Le restaurant « Les Lilas »
1920. En Italie, la situation économique et sociale de l’après guerre est d’une fragilité extrême.
Rassemblements et grèves se multiplient dans le pays.
En toute impunité, les « Chemises Noires » du mouvement fasciste de Bénito Mussolini multiplient les campagnes d’intimidation, réprimant les révoltes par des procédés sanguinaires. Ils pratiquent, entre autres, la méthode du manganello ou gourdin. C’est ainsi qu’un des quatre frères Colombo, typographe, est battu à mort lors d’une émeute de rue à Turin. Pierre, Emile et Jean, les trois autres frères décident de fuir le fascisme et choisissent de venir s’installer dans notre région.
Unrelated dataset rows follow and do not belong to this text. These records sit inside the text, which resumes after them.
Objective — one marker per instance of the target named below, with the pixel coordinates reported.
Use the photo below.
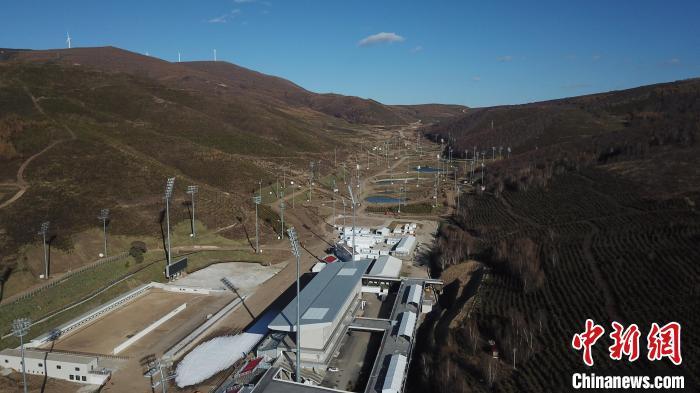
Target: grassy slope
(132, 132)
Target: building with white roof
(395, 374)
(327, 305)
(70, 367)
(386, 266)
(405, 246)
(407, 324)
(414, 294)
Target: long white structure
(90, 316)
(405, 246)
(407, 324)
(395, 374)
(414, 294)
(126, 344)
(75, 368)
(324, 305)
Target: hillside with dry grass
(592, 215)
(89, 128)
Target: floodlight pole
(168, 195)
(282, 206)
(42, 232)
(335, 189)
(343, 199)
(352, 200)
(294, 241)
(104, 216)
(20, 328)
(256, 200)
(193, 190)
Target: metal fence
(66, 276)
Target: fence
(16, 298)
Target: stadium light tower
(257, 199)
(193, 190)
(43, 231)
(20, 328)
(335, 190)
(169, 185)
(294, 241)
(343, 200)
(104, 217)
(352, 200)
(283, 205)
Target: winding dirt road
(21, 183)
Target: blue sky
(471, 53)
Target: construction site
(232, 326)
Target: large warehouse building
(327, 305)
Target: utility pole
(43, 231)
(104, 217)
(438, 172)
(193, 190)
(20, 328)
(294, 241)
(352, 200)
(282, 206)
(257, 199)
(293, 193)
(169, 185)
(335, 190)
(343, 199)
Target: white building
(393, 380)
(75, 368)
(327, 304)
(386, 266)
(405, 246)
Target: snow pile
(220, 353)
(213, 356)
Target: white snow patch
(213, 356)
(220, 353)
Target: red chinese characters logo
(625, 341)
(587, 339)
(665, 342)
(662, 342)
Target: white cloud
(576, 86)
(225, 17)
(380, 38)
(219, 19)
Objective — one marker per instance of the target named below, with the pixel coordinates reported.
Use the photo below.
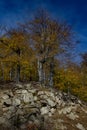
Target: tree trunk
(18, 73)
(40, 72)
(51, 72)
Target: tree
(49, 38)
(15, 50)
(84, 69)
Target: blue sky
(73, 11)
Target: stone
(51, 103)
(5, 96)
(44, 110)
(32, 91)
(80, 126)
(19, 86)
(72, 116)
(52, 110)
(16, 102)
(7, 102)
(24, 91)
(27, 97)
(40, 93)
(35, 98)
(28, 85)
(2, 120)
(18, 91)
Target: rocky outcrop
(28, 107)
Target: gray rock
(5, 96)
(16, 102)
(19, 86)
(27, 97)
(72, 116)
(51, 103)
(80, 126)
(7, 102)
(24, 91)
(44, 110)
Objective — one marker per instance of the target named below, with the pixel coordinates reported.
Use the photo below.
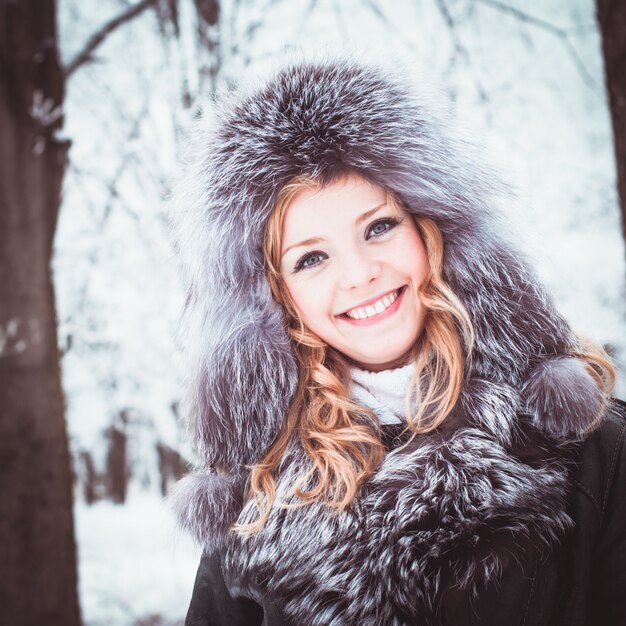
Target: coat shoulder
(602, 460)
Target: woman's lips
(378, 317)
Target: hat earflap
(562, 397)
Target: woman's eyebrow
(313, 240)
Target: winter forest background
(525, 80)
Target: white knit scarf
(383, 392)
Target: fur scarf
(448, 510)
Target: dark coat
(581, 582)
(446, 514)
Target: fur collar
(449, 509)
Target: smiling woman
(394, 424)
(356, 284)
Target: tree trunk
(38, 563)
(612, 23)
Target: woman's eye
(381, 227)
(311, 259)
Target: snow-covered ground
(531, 97)
(135, 569)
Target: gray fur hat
(323, 119)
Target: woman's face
(353, 265)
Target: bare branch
(385, 20)
(98, 37)
(560, 33)
(459, 48)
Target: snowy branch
(97, 38)
(558, 32)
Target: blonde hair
(341, 437)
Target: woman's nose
(358, 269)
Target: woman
(394, 424)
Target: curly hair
(340, 436)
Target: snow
(531, 97)
(133, 563)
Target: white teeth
(374, 309)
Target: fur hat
(323, 119)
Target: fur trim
(455, 506)
(438, 516)
(563, 398)
(206, 505)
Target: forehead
(319, 209)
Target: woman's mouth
(376, 311)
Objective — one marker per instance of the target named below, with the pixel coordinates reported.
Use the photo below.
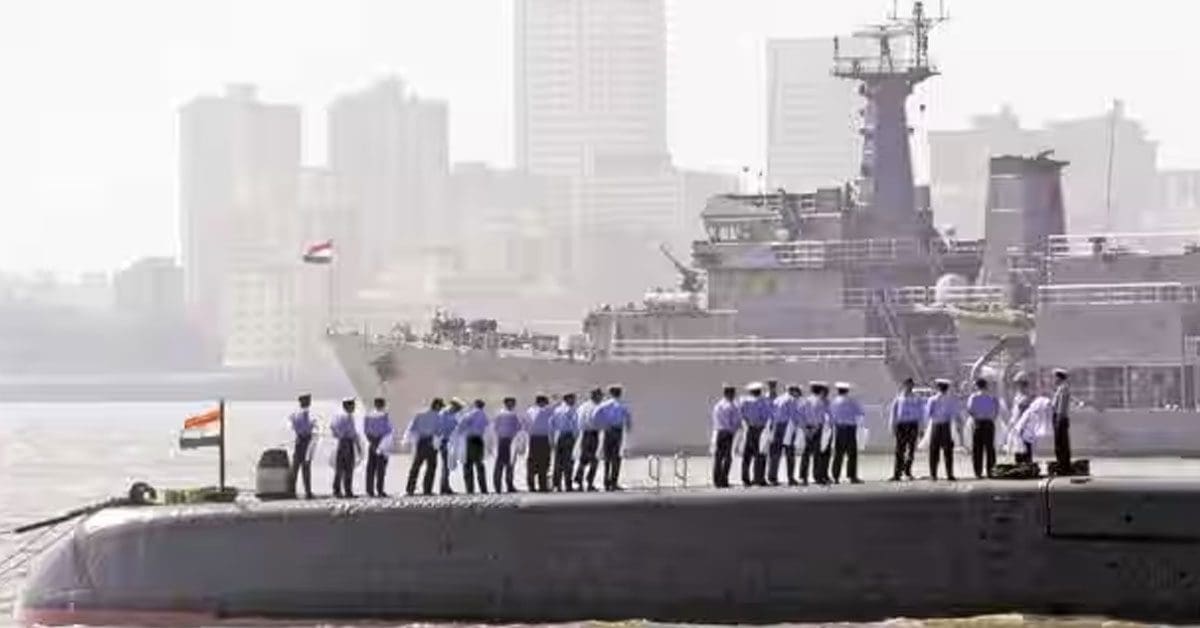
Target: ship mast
(887, 78)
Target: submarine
(1114, 548)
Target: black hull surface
(1111, 548)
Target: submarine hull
(1126, 549)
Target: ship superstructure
(853, 282)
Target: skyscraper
(391, 151)
(239, 166)
(813, 123)
(591, 83)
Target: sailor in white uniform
(424, 430)
(615, 418)
(347, 449)
(726, 423)
(589, 441)
(565, 425)
(943, 413)
(815, 420)
(846, 414)
(303, 426)
(507, 426)
(473, 426)
(376, 425)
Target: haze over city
(89, 126)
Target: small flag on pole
(319, 253)
(202, 430)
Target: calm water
(55, 456)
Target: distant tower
(886, 81)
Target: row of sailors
(599, 424)
(826, 430)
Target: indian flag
(202, 430)
(319, 253)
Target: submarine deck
(1120, 548)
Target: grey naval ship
(780, 269)
(856, 283)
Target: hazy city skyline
(89, 149)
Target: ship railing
(1122, 244)
(973, 297)
(1117, 293)
(749, 350)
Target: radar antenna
(690, 279)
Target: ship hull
(1098, 548)
(672, 401)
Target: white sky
(88, 156)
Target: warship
(855, 283)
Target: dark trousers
(300, 465)
(906, 448)
(775, 453)
(343, 468)
(1026, 455)
(612, 438)
(444, 453)
(564, 461)
(538, 465)
(427, 456)
(588, 459)
(723, 459)
(811, 454)
(983, 448)
(1062, 443)
(941, 443)
(502, 474)
(845, 446)
(474, 468)
(377, 467)
(751, 454)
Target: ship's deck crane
(690, 280)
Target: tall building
(391, 150)
(591, 82)
(1109, 184)
(150, 287)
(240, 162)
(813, 118)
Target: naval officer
(904, 418)
(983, 407)
(1021, 401)
(564, 424)
(448, 425)
(376, 425)
(589, 441)
(507, 426)
(303, 426)
(424, 429)
(615, 419)
(538, 419)
(473, 428)
(726, 423)
(943, 413)
(790, 411)
(756, 414)
(815, 418)
(846, 414)
(1061, 410)
(778, 430)
(347, 449)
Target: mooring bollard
(681, 468)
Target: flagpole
(221, 446)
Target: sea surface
(57, 456)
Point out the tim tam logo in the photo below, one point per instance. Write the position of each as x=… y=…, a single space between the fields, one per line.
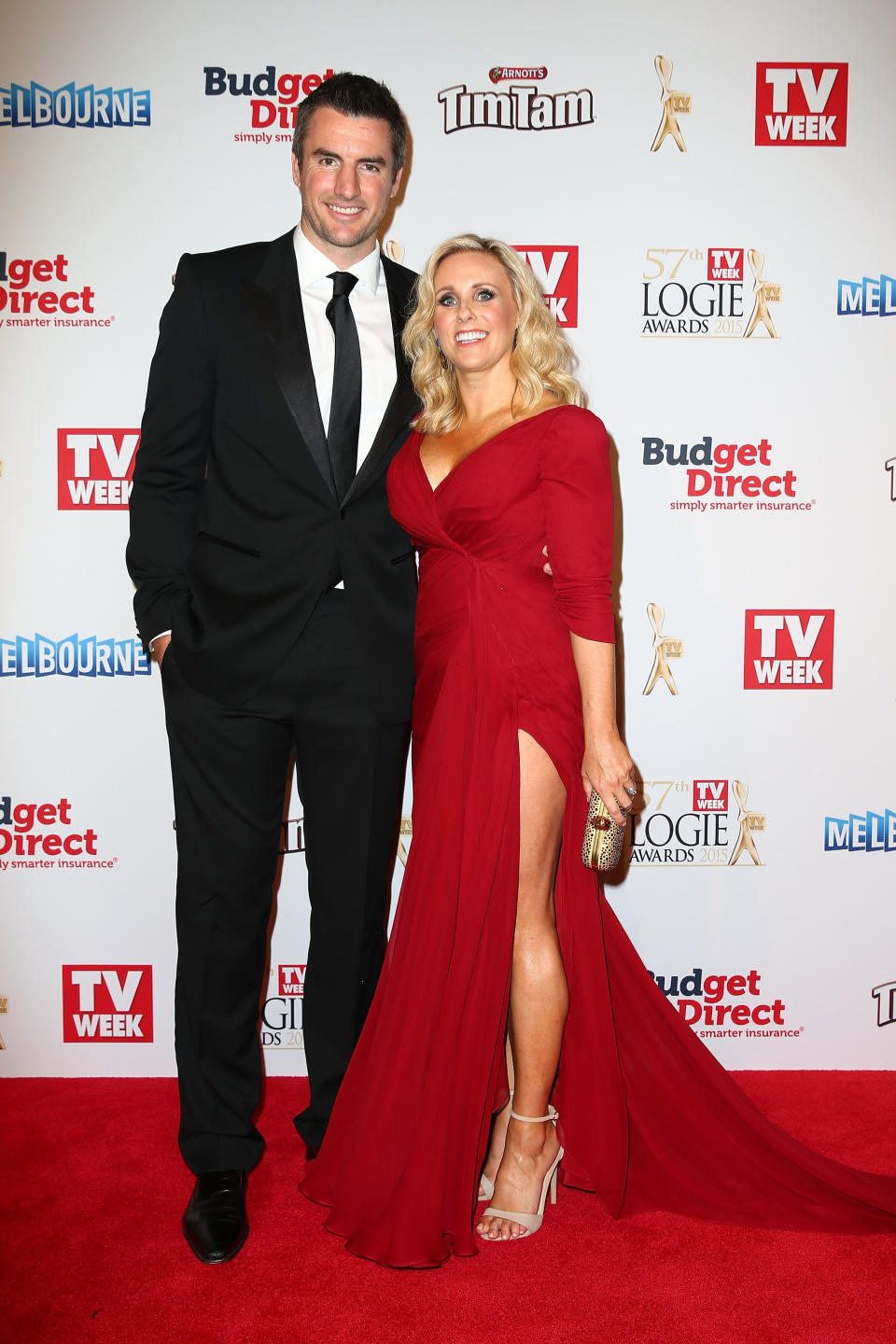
x=801 y=104
x=556 y=271
x=523 y=106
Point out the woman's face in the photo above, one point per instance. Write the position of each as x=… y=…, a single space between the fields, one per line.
x=476 y=314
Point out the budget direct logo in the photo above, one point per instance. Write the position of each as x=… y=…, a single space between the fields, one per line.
x=523 y=106
x=106 y=1004
x=725 y=477
x=725 y=1005
x=867 y=297
x=281 y=1026
x=39 y=292
x=271 y=100
x=94 y=467
x=801 y=105
x=868 y=833
x=556 y=271
x=693 y=292
x=700 y=823
x=43 y=834
x=85 y=107
x=74 y=656
x=786 y=651
x=886 y=998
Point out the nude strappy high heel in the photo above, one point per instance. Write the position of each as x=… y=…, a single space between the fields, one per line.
x=486 y=1184
x=532 y=1222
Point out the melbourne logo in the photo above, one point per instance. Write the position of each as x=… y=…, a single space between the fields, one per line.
x=556 y=271
x=664 y=648
x=272 y=100
x=801 y=105
x=867 y=297
x=79 y=109
x=94 y=467
x=730 y=477
x=789 y=651
x=865 y=831
x=43 y=834
x=672 y=105
x=523 y=106
x=693 y=821
x=725 y=1005
x=700 y=292
x=106 y=1004
x=73 y=656
x=281 y=1025
x=886 y=996
x=38 y=292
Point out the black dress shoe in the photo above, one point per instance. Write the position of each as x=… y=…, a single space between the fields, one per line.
x=216 y=1224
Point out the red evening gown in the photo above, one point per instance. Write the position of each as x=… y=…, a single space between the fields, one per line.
x=649 y=1120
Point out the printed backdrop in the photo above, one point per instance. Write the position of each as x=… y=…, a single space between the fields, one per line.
x=704 y=196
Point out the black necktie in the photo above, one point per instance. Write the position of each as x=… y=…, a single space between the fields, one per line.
x=345 y=403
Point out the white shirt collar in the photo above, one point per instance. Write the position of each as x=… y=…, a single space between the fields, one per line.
x=314 y=266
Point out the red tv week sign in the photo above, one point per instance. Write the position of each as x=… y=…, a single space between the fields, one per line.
x=801 y=104
x=106 y=1004
x=556 y=271
x=789 y=651
x=94 y=467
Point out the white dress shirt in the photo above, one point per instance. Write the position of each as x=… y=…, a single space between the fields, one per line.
x=373 y=320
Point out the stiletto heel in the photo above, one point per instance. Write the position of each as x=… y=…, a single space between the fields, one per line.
x=532 y=1222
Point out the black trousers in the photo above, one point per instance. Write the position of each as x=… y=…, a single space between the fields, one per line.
x=229 y=770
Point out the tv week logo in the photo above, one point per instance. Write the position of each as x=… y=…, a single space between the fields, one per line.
x=556 y=271
x=801 y=105
x=789 y=650
x=106 y=1004
x=94 y=467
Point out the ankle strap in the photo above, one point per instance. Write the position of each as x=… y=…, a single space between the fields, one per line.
x=536 y=1120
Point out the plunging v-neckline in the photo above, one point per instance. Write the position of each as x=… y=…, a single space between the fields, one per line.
x=485 y=442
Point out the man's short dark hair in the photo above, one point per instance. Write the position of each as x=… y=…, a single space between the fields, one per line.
x=354 y=95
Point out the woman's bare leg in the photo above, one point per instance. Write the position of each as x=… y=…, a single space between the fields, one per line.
x=539 y=996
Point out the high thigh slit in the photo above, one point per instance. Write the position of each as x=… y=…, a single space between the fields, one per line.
x=649 y=1120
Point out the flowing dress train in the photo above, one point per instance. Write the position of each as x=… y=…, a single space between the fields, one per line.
x=649 y=1120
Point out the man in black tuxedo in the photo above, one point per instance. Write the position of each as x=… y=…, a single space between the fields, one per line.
x=277 y=595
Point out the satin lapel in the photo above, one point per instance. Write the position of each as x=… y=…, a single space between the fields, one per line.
x=275 y=304
x=403 y=402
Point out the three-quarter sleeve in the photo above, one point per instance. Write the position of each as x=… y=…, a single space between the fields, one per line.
x=577 y=491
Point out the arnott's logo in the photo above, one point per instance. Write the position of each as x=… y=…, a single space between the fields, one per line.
x=523 y=106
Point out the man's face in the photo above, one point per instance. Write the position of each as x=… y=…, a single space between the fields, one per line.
x=347 y=182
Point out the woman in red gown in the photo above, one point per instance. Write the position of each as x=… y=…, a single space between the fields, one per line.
x=504 y=947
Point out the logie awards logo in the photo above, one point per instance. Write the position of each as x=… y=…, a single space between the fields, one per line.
x=697 y=292
x=664 y=650
x=673 y=105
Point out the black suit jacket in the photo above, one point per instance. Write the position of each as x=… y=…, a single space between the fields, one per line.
x=235 y=528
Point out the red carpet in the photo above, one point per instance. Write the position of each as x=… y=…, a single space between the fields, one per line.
x=91 y=1245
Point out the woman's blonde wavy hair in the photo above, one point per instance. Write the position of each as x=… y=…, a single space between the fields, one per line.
x=541 y=360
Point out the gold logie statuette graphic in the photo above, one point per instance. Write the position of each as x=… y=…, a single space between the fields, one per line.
x=763 y=293
x=664 y=648
x=673 y=104
x=749 y=823
x=404 y=830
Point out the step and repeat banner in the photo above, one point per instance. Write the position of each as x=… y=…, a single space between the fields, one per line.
x=706 y=195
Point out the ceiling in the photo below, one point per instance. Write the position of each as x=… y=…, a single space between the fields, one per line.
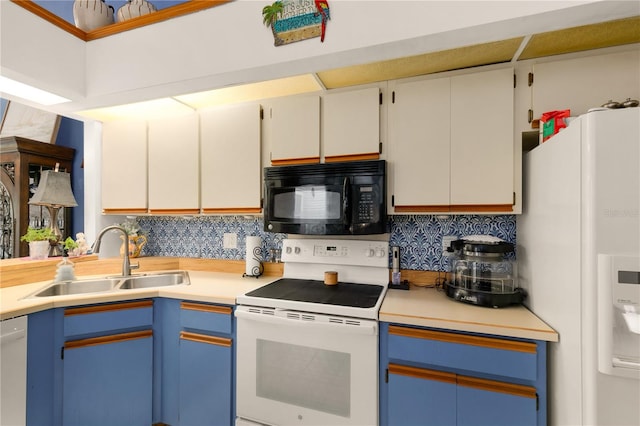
x=586 y=37
x=575 y=39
Nés d’un père sculpteur (prestigieuse référence, il a travaillé aux décorations des frontons de la Galerie Victor Emmanuel II à Milan), ils sont eux mêmes d’excellents artisans du travail de la pierre. Ils sont recrutés par Isidore Etienne, à la recherche d’une main d’œuvre qualifiée, afin de répondre aux nombreuses commandes de monuments aux morts, consécutives à la Grande Guerre. Pierre, l’aîné, crée un chantier de granit rue de La Tâche, qui sera repris par M.Adami puis plus tard par M.Bianchetti. Jean épouse une demoiselle Antoine de Vagney, dont le papa, jardinier-horticulteur de renom ( il fut chef jardinier à Versailles ) est à l’origine des plantations de marronniers dont quelques spécimens bordent, aujourd’hui encore, le Bouchot à Vagney. Jean devient chef d’exploitation des carrières de granit rouge de Perros Guirec pour le compte d’Isidore Etienne.
Emile, quant à lui, épouse Richarde Caritey (sœur de Paul, abattu par les Allemands en 1944 sur la place qui porte son nom). Une petite Paulette nait de leur union en 1922.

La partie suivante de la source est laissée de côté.